Y sí, sentí miedo al verme solo ante la enorme multitud de afro-americanos que gritaban y cantaban al estilo de rap mientras se acercaban. Ellos lo sabían, o lo olfatearon, lo mismo da. La cosa es que cuando me pasaron por el lado unos cuantos de ellos fingieron asediarme para luego reírse a carcajadas cuando me puse aún más blanco de lo que mis genes gringos me hicieron de nacimiento.
Por muchos años sentí vergüenza y confusión ante mi temor. Demás está decir que no se lo confesé a nadie por mucho tiempo, hasta que por fin me percaté que mi temor estaba fundamentado en la parte de mi crianza que le delegué a la televisión y a los medios masivos de la cultura popular. Porque es un hecho que a través de la historia del siglo XX, el afro-americano ha sido representado en películas y en televisión como violento y criminal, una amenaza al hombre humilde y blanco que protagoniza la cultura popular. El cine y la pantalla chica, como los libros y las revistas, están repletos de representaciones negativas del afro-americano como caco, como violador, como criminal, delincuente y amenaza pública. Una vez identifiqué de dónde venía el miedo, lo dejé de sentir.

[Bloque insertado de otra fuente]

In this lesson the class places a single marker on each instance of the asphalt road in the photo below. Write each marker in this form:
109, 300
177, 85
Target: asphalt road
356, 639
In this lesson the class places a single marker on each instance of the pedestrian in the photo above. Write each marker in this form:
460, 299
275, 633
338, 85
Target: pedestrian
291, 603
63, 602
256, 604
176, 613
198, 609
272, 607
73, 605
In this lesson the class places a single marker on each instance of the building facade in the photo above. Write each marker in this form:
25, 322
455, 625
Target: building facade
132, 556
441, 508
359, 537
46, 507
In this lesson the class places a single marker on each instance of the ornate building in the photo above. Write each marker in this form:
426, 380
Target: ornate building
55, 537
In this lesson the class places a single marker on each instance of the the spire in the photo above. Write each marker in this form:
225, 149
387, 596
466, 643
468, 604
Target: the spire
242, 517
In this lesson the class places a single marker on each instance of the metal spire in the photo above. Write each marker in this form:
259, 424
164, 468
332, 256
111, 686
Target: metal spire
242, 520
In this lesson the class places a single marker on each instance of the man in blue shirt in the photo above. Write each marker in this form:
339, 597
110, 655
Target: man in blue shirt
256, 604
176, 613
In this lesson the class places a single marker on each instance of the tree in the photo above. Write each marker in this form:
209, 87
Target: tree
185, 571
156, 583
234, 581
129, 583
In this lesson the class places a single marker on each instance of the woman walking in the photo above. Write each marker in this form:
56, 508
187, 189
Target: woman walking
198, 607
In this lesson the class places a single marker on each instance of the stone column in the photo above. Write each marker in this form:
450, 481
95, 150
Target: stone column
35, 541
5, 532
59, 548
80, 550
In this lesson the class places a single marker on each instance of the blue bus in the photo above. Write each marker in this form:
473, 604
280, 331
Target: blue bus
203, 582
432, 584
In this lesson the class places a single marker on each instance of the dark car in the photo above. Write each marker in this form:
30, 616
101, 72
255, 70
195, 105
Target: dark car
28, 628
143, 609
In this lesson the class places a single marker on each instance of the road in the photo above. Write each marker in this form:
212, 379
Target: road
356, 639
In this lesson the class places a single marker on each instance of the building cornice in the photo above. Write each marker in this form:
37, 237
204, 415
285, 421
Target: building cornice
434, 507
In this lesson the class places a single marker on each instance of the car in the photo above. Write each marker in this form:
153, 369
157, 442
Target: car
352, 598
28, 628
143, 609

Por suerte ese fue el único momento en mis 40 veranos que me dejé vencer por esa visión generalizada. El resto de los prejuicios los he sentido contra mi persona porque los latinos también somos los malos de esa película sin fin que es la historia de los Estados Unidos. Es más, una polaca con la cual tuve un efímero romance por acá en Chicago, luego de una noche de esas que suelen tener las parejas tras puertas cerradas, me dijo, de lo más seria: “Yo nunca me había acostado con un hombre negro”.
Tuve ganas de decirle que no se preocupara que todavía no lo había hecho, pero me dio flojera. En una noche yo no puedo deshacer lo que treintitantos años de educación por vía televisiva han hecho en la siquis de mi amiga la polaca.
Pero a lo que vinimos. Trayvon Martin, cuyo pecado fue antojarse de unos Skittles y una soda entrada la noche, ultimado por Zimmerman en un caso que seguirá sonando por años. Este caso quizá llamó la atención de los medios pero, como ése, seguro hay cientos de otros que pasan desapercibidos. Después de todo, leyes como la de la Florida operan hoy día en más de la mitad de los estados de la nación norteamericana. Y mientras sigan legitimando el miedo y el racismo, esto no se va a acabar con Trayvon.
Todo lo contrario. La pesadilla solo está comenzando.